NicolasHug / Surprise

A Python scikit for building and analyzing recommender systems
http://surpriselib.com
BSD 3-Clause "New" or "Revised" License
6.34k stars 1.01k forks source link

Suggestion needed on recommendations made on own dataset? #37

Closed dilipbobby closed 7 years ago

dilipbobby commented 7 years ago

Hi,

I have seen the format of ratings data that you used in example codes. its is in following form : user id | item | ratings I too have same like of data but ratings are not given by the users.My data contains the userid | textid | score. Here score is something like index rate of the text. (Readability Score of text given by algorithm like Automated Readability Index).Now, I want apply same svd example code with my data.It is giving me the recommendations of text,based on scores but How can I know that I'm getting the correct recommendations based on scores ? My scores will be in between 1 to 100. am I doing correct thing by directly using the example code by replacing the the input data?

NicolasHug commented 7 years ago

Hi,

I am not sure I completely understand your problem.

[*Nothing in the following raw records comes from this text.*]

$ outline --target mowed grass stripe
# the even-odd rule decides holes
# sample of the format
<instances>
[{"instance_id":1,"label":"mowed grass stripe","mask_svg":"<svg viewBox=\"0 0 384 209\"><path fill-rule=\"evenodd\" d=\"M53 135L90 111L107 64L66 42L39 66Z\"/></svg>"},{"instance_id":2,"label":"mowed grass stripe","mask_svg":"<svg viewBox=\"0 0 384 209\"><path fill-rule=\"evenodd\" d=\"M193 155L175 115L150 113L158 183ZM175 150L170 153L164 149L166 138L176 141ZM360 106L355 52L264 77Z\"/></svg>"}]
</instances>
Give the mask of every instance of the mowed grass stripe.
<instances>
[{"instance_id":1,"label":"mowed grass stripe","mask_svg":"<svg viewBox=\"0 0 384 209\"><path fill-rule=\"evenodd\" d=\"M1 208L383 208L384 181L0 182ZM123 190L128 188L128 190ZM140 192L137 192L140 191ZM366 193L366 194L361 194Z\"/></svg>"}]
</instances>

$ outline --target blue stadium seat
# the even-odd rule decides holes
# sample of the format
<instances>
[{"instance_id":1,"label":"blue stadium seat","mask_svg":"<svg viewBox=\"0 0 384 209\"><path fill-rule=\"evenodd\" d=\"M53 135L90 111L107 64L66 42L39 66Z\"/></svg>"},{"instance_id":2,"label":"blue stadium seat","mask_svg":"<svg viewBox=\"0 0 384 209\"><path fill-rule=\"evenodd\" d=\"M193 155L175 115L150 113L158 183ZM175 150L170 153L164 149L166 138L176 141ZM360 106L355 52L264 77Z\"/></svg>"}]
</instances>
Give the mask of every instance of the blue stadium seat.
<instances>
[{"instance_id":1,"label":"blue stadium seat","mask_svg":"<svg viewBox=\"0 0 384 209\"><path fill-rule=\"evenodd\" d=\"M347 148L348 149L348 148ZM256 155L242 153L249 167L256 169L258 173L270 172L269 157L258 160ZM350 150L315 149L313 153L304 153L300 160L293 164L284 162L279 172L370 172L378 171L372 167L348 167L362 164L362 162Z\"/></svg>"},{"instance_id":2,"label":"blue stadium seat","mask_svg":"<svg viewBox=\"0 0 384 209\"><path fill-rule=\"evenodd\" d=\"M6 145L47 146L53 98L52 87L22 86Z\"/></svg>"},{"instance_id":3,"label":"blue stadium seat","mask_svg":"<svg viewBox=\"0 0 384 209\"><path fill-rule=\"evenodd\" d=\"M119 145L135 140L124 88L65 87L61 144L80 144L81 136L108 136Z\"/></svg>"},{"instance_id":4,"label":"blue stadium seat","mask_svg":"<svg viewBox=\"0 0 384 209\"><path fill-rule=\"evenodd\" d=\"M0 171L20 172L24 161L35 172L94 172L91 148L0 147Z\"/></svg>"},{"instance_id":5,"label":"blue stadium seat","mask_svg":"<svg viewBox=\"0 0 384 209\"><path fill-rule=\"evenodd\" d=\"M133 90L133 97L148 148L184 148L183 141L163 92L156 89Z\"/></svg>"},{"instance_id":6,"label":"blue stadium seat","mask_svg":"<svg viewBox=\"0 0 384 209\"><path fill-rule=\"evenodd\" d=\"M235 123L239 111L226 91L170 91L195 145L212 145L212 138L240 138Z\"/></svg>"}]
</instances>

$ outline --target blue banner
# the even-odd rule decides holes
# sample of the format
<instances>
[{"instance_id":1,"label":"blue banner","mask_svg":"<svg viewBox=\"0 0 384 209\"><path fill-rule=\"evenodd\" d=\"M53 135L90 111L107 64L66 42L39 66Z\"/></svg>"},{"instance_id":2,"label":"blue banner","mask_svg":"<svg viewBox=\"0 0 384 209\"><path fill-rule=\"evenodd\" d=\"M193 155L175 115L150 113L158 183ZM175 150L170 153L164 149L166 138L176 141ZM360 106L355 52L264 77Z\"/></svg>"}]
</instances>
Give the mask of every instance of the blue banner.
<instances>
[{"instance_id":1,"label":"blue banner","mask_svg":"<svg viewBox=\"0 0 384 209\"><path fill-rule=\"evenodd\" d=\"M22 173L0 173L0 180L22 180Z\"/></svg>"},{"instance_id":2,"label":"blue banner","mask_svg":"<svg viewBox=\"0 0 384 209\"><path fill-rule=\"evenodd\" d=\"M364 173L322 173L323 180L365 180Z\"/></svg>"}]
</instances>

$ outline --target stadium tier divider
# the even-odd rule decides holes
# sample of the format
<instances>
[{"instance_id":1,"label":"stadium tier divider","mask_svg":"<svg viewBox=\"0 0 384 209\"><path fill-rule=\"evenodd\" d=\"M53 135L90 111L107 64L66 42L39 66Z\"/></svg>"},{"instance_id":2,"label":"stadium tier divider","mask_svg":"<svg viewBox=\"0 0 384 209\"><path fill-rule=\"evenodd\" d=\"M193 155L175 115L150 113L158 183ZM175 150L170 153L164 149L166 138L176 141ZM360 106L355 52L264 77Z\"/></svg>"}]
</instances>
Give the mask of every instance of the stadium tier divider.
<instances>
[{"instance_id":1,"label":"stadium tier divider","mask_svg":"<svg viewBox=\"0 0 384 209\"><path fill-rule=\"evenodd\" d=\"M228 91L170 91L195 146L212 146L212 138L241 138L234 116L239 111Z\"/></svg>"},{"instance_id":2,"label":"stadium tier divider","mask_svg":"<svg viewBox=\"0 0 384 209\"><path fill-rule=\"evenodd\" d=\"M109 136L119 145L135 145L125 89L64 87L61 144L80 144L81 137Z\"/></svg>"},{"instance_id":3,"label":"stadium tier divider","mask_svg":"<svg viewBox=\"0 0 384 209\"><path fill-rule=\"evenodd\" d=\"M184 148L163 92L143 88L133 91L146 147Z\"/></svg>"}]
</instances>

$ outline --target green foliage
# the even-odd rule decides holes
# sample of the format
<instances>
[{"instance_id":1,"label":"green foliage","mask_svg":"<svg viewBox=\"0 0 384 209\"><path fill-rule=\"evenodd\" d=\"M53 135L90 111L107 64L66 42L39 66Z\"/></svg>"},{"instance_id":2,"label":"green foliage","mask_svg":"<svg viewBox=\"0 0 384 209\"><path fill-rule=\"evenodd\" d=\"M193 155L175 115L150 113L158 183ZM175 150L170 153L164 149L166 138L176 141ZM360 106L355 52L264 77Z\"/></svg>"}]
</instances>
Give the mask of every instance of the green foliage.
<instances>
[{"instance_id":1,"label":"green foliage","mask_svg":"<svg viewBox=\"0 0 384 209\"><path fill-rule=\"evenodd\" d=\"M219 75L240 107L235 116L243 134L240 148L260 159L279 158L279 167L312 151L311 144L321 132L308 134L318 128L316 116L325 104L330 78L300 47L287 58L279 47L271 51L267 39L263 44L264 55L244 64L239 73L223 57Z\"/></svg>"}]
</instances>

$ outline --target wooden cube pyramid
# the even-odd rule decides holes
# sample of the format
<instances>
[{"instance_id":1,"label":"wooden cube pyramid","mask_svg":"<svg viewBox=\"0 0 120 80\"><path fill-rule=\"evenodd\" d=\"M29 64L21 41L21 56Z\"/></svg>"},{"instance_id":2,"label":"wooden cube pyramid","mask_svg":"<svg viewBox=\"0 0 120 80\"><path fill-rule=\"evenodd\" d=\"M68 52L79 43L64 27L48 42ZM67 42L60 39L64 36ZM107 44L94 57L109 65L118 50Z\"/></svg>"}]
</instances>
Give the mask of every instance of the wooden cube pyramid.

If ratings are not given by the users, then why does your data look like userid textid score? As far as I understand ARI is user-independent, so it does not seem to make sense to involve users. Actually I'm not sure SVD is even relevant for your task, but again I'm not entirely sure of what you want to do.

Nicolas

dilipbobby commented 7 years ago

Hi, Let me explain you want I'm doing. I got text data with Ids and text content with some users. eg: user id |textid | text content 1 1 hi 1 2 hello man 2 3 good day

Now I want to recommend the posts to all users which they may like using surprise.But to make recommendations I need few number counts(like rating ie.,1-5), so I thought of finding the Readability Score of each text content using algorithms like ARI .Then I got data that looks like movie rating data.(only difference is ratings are given in between 1 to 5 & my scores are in between 1 to 100 ) user id |textid |score 1 1 2 and I applied svd on same data that looks like movie rating data which gave me recommendations to all the users.But How can I make sure that all the recommendations of those users are proper recommendations

Now, I hope you got an idea on what I'm saying

NicolasHug commented 7 years ago

So a line in your inital data user id |textid | text content 1 1 hi

simply means that user 1 has read item 1, which content is "hi"?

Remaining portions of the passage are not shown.